“You should know that my phone got stolen by a band of roving dwarfs. I hope you didn’t call and get hung up on by one of them,” she added.
“Oh, I just thought that was you, being a bi—” he didn’t finish, and looked down.
“Bird?” she asked.
He shrugged. “Something like that.” Their eyes met. She willed herself not to look away.
Jayne grinned ear to ear like a kid, and Audrey felt a swell of affection for her, and Saraub, and even for herself. They were all pretty okay people. You make me happy, she wanted to tell him, and Jayne, too.
Saraub sighed, as if just then remembering something. “I came here for a reason. Can we talk alone?” he asked.
Audrey nodded. “Yeah, but Jayne’s my friend. It’s fine.”
A car alarm resounded, beeping and thrumping like a siren getting closer, then farther away. He closed the turret window. Doubled birds became single. The room got darker, and the air thickened. She hated this apartment, she really did. She hated everything it represented, too.
“It’s bad news. You should sit down.” His grin had gone from tense to rictus. She noticed that he was wearing a suit instead of his usual corduroys. A job interview? Had Maginot Lines finally gotten backing?
“I tried to get you at work, and here, too. I stopped by a few hours ago, but you weren’t home yet.”
“What?” she asked, still without sitting. She tried to sound natural, but her voice had a frog in it. Was he leaving town?
Saraub squatted, so that they were eye to eye. “The hospital’s emergency contact was the landline at our apartment,” he said. “I didn’t give them your cell-phone number. Maybe I should have, but I wanted it to come from me.”
Something clicked. It took her a second, her mind raced forward, then back. At first it was a possibility, then she knew without a doubt. There was only one thing it could be.
“There was an emergency at the Nebraska State Psychiatric Hospital?” she asked.
Saraub nodded.
She got breathless. In her mind, the birds flapped their wings inside the stained glass but couldn’t break free, and the rotted floor under the piano opened along broken, uneven lines. Something intelligent, but not sane crept out. She looked down at the wood, and thought about how high up she was—the fourteenth floor.
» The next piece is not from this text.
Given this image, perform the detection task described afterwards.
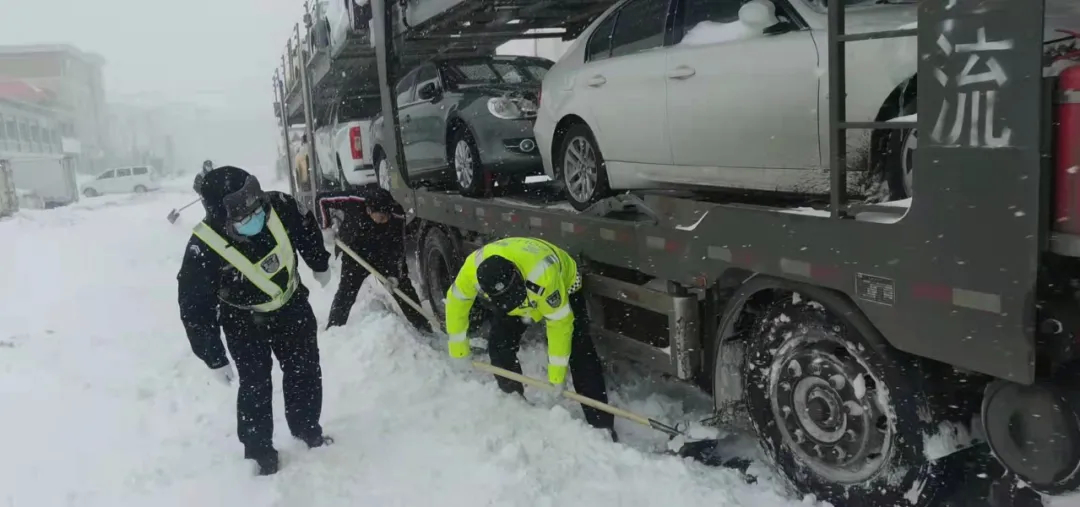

What hubris to believe that men could erect buildings in the clouds and trust that they didn’t collapse into ashes. What hubris to believe that she’d escaped the Midwest, when all along, it had only been biding its time, waiting to snap her back. Clever Betty.
Her knees buckled, but Saraub clamped his hand around her upper arm and held her steady. Crippled Jayne reached up from her seat, and held her other arm with an ice-cold claw.
She knew what had happened. Betty had gone AWOL, just like in Omaha, and Hinton, and Sioux City. “Have they looked in the bars nearby? That’s usually the first place. I’ll need them to come up with a list. Or maybe you guys could help.”
Saraub pushed her down into a chair, and then knelt in front of her. His skin had gotten sallow since she left. Drinking? Eating every meal out? The man was good at taking care of other people but terrible at taking care of himself. She regretted that it hadn’t occurred to her to worry about him until now.
“Audrey,” he said.
She nodded, to let him know that yes, she was ready for this. She was prepared.
“Your mother tried to kill herself. She’s in a coma.”
15
Children’s Hour
It didn’t hit her. She didn’t believe it. “You’re sure? Betty Lucas?”
Saraub nodded. “Positive. Betty Lucas. Nebraska State Psychiatric Hospital. An overdose. She’d been hoarding her pills, they think.”
“A suicide,” Audrey heard herself say. Her tongue was dry and flopping in her mouth. “She cycled again.”
Saraub let out a breath. “That’s the word they used, too…They said you needed to get out there right away if you want to see her before…”
She nodded and touched her throat, which was dry. “Did they tell you what pills, or when?”
He shrugged. Only one bulb in the ceiling was working, so the room was pretty dark. The television still played, but someone had turned down the volume. His shiny face and the water in his eyes reflected the miserly light. “I don’t remember what pills. But I checked the airports—there’s a flight out of JFK tomorrow morning through the Twin Cities, to Omaha.”